Lena Horne remembered
NEW YORK (AP) — Lena Horne, whose signature song was Stormy Weather, was remembered at her funeral on Friday as a shy girl from Brooklyn who fought racism for decades to emerge as a world-class singer and social activist.
“She was so many ideas existing all at the same time in the same space and they were all conflicting and they were all true,” her granddaughter, screenwriter Jenny Lumet, told hundreds of mourners at the Church of St Ignatius Loyola in Manhattan.
They included fellow entertainers Chita Rivera, Diahann Carroll, Dionne Warwick, Cicely Tyson and Vanessa Williams.
Horne, who died Sunday at 92, was one of the first black performers hired to sing with Charlie Barnet’s white orchestra in the early 1940s, playing the Copacabana nightclub in New York City. When she signed with MGM, she was one of the rare black actors to have a contract with a major Hollywood studio. In 1943, MGM lent Horne to 20th Century Fox to play the lead role in the all-black movie musical Stormy Weather. Her rendition of the title song became a major hit — reflecting the ups and downs of her life, which included a second marriage to Lennie Hayton, a Jewish musician working for MGM with whom she shared the social pressures of being an interracial couple.

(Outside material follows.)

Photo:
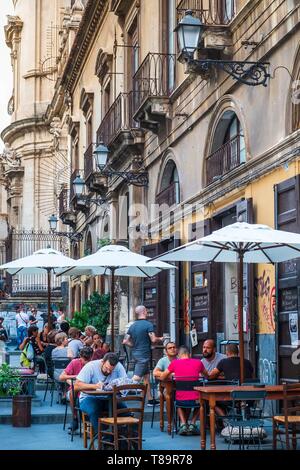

Horne plunged into activism after 1945, when she performed at an Army base and saw German prisoners of war sitting in front while black American soldiers were consigned to the rear. Aging members of the so-called Tuskegee Airmen, a group of black World War II pilots who broke racial barriers, attended the funeral. Among them was Roscoe Brown Jr, who commanded an Air Force squadron and now directs the Centre for Urban Education Policy at the City University of New York.
“This wonderful, beautiful lady, Lena Horne, came to visit us,” he told mourners. “She sang, she talked with us and she made us all her boyfriends.
“The men took her picture “and put it on our barracks, on our planes, and she became our pinup girl,” he said.
During the two-hour funeral, former New York City Mayor David Dinkins and US Rep. John Lewis, also delivered eulogies for a woman who was blacklisted in the 1950s for her activism and unable to perform.
In Washington on Friday, US Senator Kirsten Gillibrand, a New York Democrat, paid tribute to Horne by introducing a bipartisan Senate resolution that passed unanimously, recognising the Brooklyn native’s legacy as a Hollywood trailblazer and civil rights activist.
Horne’s funeral was held in the Upper East Side church where she brought her family each Easter for years.
Jenny Lumet smiled as she recalled being “a small child loved by this woman”.
“Her beauty was so deep you could swim in it,” with hands “like orchids or lilies” that were graced by “all these gold bracelets so she’d jingle like a cat when she walked, so if I was in her stuff, you always knew if she was coming ’cause of all her … her bling!”
Standing at the altar, Broadway star Audra McDonald sang Amazing Grace over Horne’s white-and-gold-draped casket.